Although the top-level handler must always be written in ARM assembly language, the routines that handle each SVC can be written in either assembly language or in C. See Using SVCs in Supervisor mode for a description of restrictions.

The top-level handler uses a BL (Branch with Link) instruction to jump to the appropriate C function. Because the SVC number is loaded into r0 by the assembly routine, this is passed to the C function as the first parameter. The function can use this value in, for example, a switch() statement.

You can add the following line to the SVC_Handler routine in Example 6.6:


    BL    C_SVC_Handler     ; Call C routine to handle the SVC

Example 6.8 shows how to implement the C function.

Example 6.8. 

void C_SVC_handler (unsigned number)
{
    switch (number)
    {
        case 0 :                 /* SVC number 0 code */
            break;
        case 1 :                 /* SVC number 1 code */
            break;
        ...
        default :                /* Unknown SVC - report error */
    }
}

The supervisor stack space might be limited, so avoid using functions that require a large amount of stack space.

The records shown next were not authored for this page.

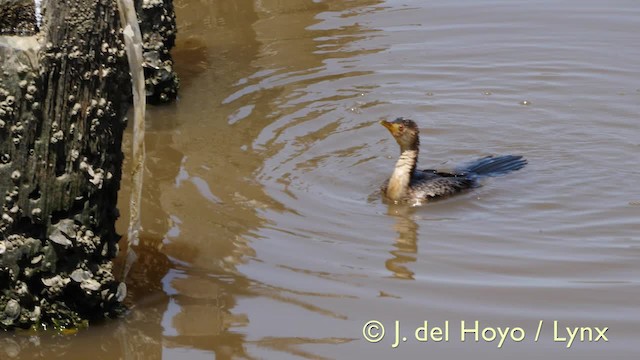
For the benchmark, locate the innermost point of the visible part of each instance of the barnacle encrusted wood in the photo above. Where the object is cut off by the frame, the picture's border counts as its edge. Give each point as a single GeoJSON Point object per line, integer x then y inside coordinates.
{"type": "Point", "coordinates": [158, 27]}
{"type": "Point", "coordinates": [62, 111]}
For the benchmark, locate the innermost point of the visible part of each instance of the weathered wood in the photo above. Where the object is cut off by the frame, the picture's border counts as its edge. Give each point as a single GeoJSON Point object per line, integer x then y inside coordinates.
{"type": "Point", "coordinates": [158, 27]}
{"type": "Point", "coordinates": [17, 17]}
{"type": "Point", "coordinates": [62, 108]}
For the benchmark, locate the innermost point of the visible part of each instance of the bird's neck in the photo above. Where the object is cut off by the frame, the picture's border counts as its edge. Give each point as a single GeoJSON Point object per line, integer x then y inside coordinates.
{"type": "Point", "coordinates": [401, 176]}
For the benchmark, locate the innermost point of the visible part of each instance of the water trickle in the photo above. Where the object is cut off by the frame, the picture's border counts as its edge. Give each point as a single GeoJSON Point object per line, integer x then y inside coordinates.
{"type": "Point", "coordinates": [133, 43]}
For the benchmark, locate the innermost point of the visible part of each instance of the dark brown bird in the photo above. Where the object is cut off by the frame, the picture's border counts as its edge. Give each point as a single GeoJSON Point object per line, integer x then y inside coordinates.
{"type": "Point", "coordinates": [409, 185]}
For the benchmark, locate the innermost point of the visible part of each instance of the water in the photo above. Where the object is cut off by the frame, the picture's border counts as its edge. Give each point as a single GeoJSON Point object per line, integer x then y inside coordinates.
{"type": "Point", "coordinates": [265, 237]}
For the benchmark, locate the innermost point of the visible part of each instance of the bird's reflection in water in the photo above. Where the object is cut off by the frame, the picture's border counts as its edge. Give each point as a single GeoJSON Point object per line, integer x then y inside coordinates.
{"type": "Point", "coordinates": [406, 244]}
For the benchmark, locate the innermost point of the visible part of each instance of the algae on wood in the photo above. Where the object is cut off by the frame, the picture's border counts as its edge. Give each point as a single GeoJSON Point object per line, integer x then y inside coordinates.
{"type": "Point", "coordinates": [62, 116]}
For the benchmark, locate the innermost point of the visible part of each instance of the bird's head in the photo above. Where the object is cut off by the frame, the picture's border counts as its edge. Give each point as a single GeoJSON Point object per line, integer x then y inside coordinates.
{"type": "Point", "coordinates": [405, 132]}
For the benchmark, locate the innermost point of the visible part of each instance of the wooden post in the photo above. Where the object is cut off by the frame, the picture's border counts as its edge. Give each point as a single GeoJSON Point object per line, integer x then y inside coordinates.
{"type": "Point", "coordinates": [158, 27]}
{"type": "Point", "coordinates": [63, 98]}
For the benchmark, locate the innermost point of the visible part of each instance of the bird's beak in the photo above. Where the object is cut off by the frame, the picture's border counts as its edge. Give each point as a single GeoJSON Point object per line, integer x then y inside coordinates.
{"type": "Point", "coordinates": [393, 128]}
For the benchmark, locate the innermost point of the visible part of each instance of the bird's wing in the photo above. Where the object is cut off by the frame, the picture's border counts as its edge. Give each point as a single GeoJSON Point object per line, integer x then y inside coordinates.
{"type": "Point", "coordinates": [441, 186]}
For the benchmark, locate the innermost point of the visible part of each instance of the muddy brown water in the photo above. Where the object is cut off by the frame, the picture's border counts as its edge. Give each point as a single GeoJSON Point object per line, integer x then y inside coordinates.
{"type": "Point", "coordinates": [265, 237]}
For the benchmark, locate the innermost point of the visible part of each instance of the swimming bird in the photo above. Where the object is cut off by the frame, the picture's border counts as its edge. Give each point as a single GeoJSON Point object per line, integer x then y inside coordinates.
{"type": "Point", "coordinates": [409, 185]}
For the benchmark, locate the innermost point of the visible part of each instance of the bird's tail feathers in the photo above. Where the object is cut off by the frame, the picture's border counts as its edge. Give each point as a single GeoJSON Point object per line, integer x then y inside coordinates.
{"type": "Point", "coordinates": [494, 166]}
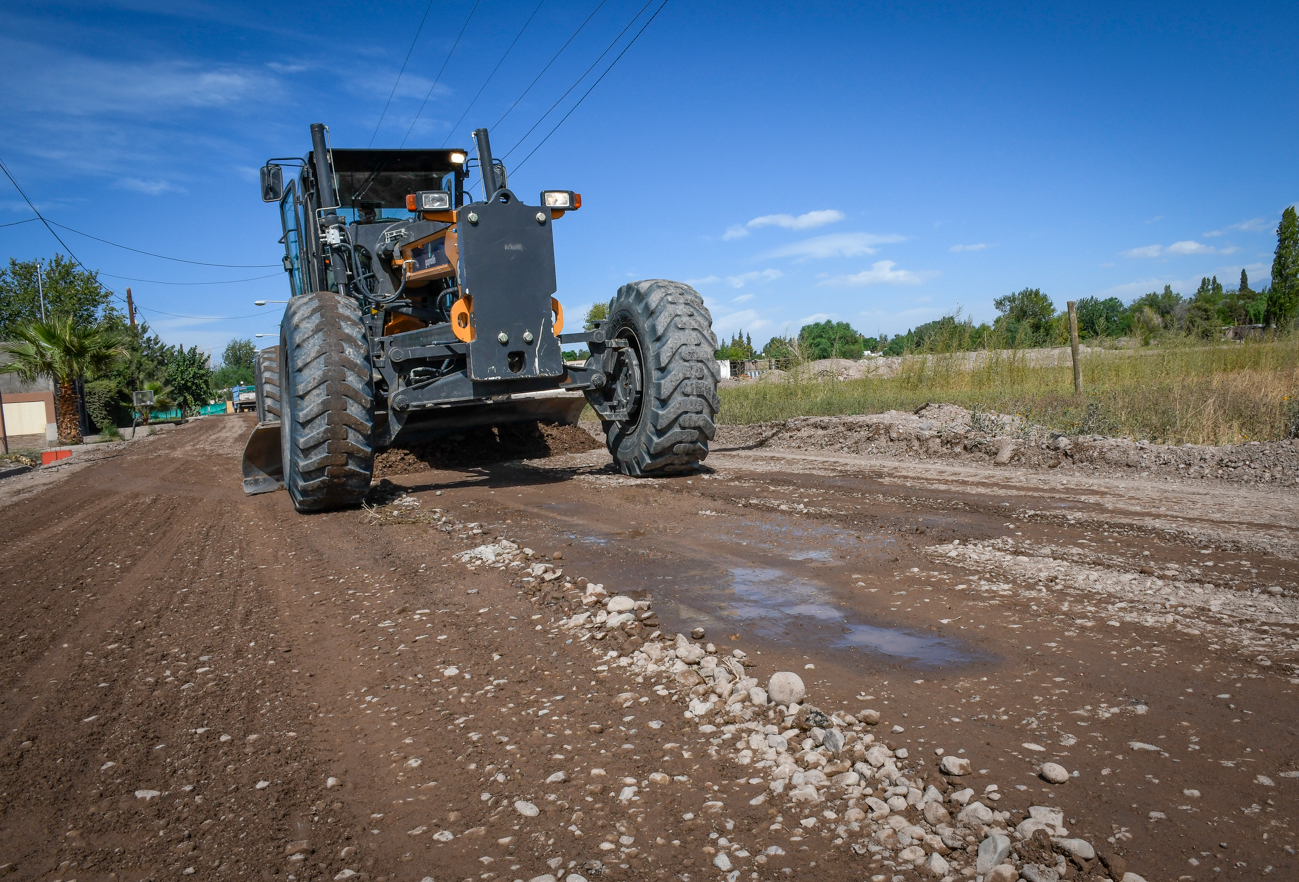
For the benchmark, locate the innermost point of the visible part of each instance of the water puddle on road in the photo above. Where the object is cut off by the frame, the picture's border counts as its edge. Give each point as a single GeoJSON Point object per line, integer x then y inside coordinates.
{"type": "Point", "coordinates": [778, 607]}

    MOV     r1, sp        ; Second parameter to C routine...
                          ; ...is pointer to register values.
    BL    C_SVC_Handler   ; Call C routine to handle the SVC

You can pass values in and out of an SVC handler written in C, provided that the top-level handler passes the stack pointer value into the C function as the second parameter (in r1):

and the C function is updated to access it:


void C_SVC_handler(unsigned number, unsigned *reg)

The C function can now access the values contained in the registers at the time the SVC instruction was encountered in the main application code (see Figure 6.4). It can read from them:


    value_in_reg_0 = reg [0];
    value_in_reg_1 = reg [1];
    value_in_reg_2 = reg [2];
    value_in_reg_3 = reg [3];

and also write back to them:


    reg [0] = updated_value_0;
    reg [1] = updated_value_1;
    reg [2] = updated_value_2;
    reg [3] = updated_value_3;

This causes the updated value to be written into the appropriate stack position, and then restored into the register by the top-level handler.